A plugin is just a node module that exports a function:

module.exports = robot => {
  // your code here
};

The robot parameter is an instance of Robot and gives you access to all of the bot goodness.

Receiving GitHub webhooks

GitHub webhooks are fired for almost every significant action that users take on GitHub, whether it's pushes to code, opening or closing issues, opening or merging pull requests, or commenting on a discussion.

Many robots will spend their entire day responding to these actions. robot.on will listen for any GitHub webhook events:

module.exports = robot => {
  robot.on('push', event => {
    // Code was pushed to the repo, what should we do with it?
    console.log(event);
  });
};

The robot can listen to any of the GitHub webhook events. event object includes all of the information about the event that was triggered, and event.payload has the payload delivered by GitHub.

Most events also include an "action". For example, the issues event has actions of assigned, unassigned, labeled, unlabeled, opened, edited, milestoned, demilestoned, closed, and reopened. Often, your bot will only care about one type of action, so you can append it to the event name with a .:

module.exports = robot => {
  robot.on('issues.opened', event => {
    // An issue was just opened.
  });
};

Interacting with GitHub

Probot uses GitHub Integrations:

Integrations are a new way to extend GitHub. They can be installed directly on organizations and user accounts and granted access to specific repositories. They come with granular permissions and built-in webhooks. Integrations are first class actors within GitHub.

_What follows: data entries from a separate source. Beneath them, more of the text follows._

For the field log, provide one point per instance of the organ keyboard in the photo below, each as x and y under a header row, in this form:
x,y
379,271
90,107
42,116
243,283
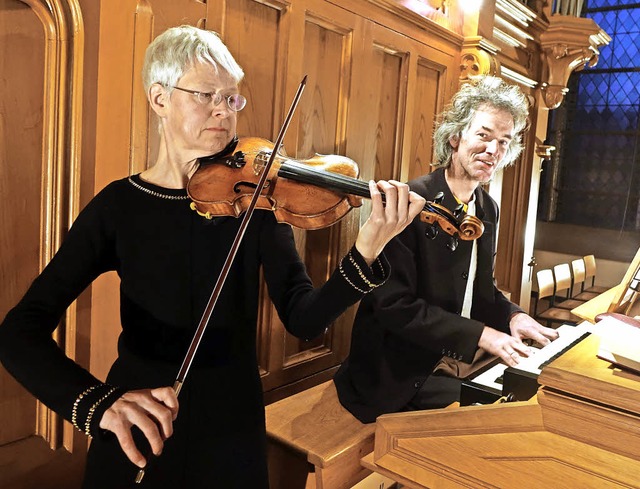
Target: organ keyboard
x,y
521,382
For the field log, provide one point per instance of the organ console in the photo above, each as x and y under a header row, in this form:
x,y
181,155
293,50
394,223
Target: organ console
x,y
576,423
500,382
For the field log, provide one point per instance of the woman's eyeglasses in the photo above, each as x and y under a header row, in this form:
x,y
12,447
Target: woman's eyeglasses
x,y
235,101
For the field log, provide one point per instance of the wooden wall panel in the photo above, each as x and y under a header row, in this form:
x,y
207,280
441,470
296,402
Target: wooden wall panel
x,y
427,104
325,56
255,36
21,181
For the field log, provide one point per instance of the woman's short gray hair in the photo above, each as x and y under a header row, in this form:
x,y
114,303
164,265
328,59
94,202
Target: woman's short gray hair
x,y
176,50
481,91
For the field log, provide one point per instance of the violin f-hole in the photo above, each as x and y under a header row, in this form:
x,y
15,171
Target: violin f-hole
x,y
238,187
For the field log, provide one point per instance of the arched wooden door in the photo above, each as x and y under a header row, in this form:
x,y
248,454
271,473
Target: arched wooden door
x,y
41,63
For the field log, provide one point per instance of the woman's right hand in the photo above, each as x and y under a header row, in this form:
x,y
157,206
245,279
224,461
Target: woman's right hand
x,y
151,410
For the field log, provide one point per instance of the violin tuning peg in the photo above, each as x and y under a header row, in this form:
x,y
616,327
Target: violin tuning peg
x,y
453,243
431,232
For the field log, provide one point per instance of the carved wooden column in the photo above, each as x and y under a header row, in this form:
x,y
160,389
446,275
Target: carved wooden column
x,y
569,44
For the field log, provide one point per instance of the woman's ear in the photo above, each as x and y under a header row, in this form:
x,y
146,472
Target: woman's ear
x,y
158,99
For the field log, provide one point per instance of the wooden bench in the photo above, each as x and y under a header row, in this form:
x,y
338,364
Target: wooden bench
x,y
316,443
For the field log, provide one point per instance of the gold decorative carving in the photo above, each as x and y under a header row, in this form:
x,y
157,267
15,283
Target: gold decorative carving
x,y
569,44
476,60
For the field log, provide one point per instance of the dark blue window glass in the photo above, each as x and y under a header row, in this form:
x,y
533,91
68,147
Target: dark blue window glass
x,y
597,129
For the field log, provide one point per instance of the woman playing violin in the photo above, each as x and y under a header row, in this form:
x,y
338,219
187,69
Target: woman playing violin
x,y
167,258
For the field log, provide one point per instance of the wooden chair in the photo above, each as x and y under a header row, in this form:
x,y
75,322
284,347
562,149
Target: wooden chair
x,y
547,290
578,271
590,275
314,442
564,287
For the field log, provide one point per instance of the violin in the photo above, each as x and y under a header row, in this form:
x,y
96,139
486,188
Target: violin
x,y
309,194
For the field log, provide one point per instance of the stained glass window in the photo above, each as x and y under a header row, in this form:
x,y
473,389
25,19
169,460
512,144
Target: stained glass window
x,y
596,131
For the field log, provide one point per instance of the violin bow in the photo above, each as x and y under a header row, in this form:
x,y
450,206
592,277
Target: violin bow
x,y
233,251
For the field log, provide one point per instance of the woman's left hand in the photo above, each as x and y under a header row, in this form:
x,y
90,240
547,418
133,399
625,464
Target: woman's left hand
x,y
387,219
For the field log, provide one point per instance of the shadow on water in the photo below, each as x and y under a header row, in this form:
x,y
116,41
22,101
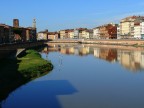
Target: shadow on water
x,y
40,94
10,78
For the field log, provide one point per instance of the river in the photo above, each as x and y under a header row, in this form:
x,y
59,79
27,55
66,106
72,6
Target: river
x,y
85,76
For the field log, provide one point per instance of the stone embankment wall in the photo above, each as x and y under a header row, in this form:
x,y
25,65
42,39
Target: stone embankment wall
x,y
104,42
7,49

Documentation on GitHub Integrations

An integration is a first-class actor on GitHub, like a user (e.g. @defunkt) or a organization (e.g. @github). That means it can be given access to repositories and perform actions through the API like commenting on an issue or creating a status. The integration is given access to a repository or repositories by being "installed" on a user or organization account.

Each event delivered includes an ID of the installation that triggered it, which can be used to authenticate. robot.auth(id) will give your plugin an authenticated GitHub client that can be used to make API calls.

module.exports = function(robot) {
  robot.on('issues.opened', event => {
    const github = await robot.auth(event.payload.installation.id);
    // do something useful with the github client
  });
};

Note: robot.auth is asynchronous, so it needs to be prefixed with a await to wait for the magic to happen.

The github object returned from authenticating is an instance of the github Node.js module, which wraps the GitHub API and allows you to do almost anything programmatically that you can do through a web browser.

Here is an example of an autoresponder plugin that comments on opened issues:

module.exports = function(robot) {
  robot.on('issues.opened', async function(event, context) {
    const github = await robot.auth(event.payload.installation.id);

    // `context` extracts information from the event, which can be passed to
    // GitHub API calls. This will return:
    //   {owner: 'yourname', repo: 'yourrepo', number: 123, body: 'Hello World!}
    const params = context.issue({body: 'Hello World!'})

    // Post a comment on the issue
    return github.issues.createComment(params);
  });
}

See the full API docs to see all the ways you can interact with GitHub. Some API endpoints are not available on GitHub Integrations yet, so check which ones are available first.

Running plugins

TODO: link to docs on getting running in development

$ probot autoresponder.js
Listening on http://localhost:3000

Distributing

These examples can be published as behaviors in NPM modules and deployed as stand-alone bots, or combined into one instance.

For example, if you wanted to deploy a bot for your project that included multiple plugins, you could just create a new app that has them both listed as dependencies in package.json:

{
  "name": "my-probot",
  "priate": true,
  "dependencies": {
    "probot-autoresponder": "~1.0",
    "probot-configurer": "~1.0",
  },
  "scripts": {
    "start": "probot"
 },
 "probot": {
   "plugins": [
     "probot-autoresponder",
     "probot-configurer"
   ]
 }
}

Running the $ npm start on this app would start up a bot that included both of these behaviors.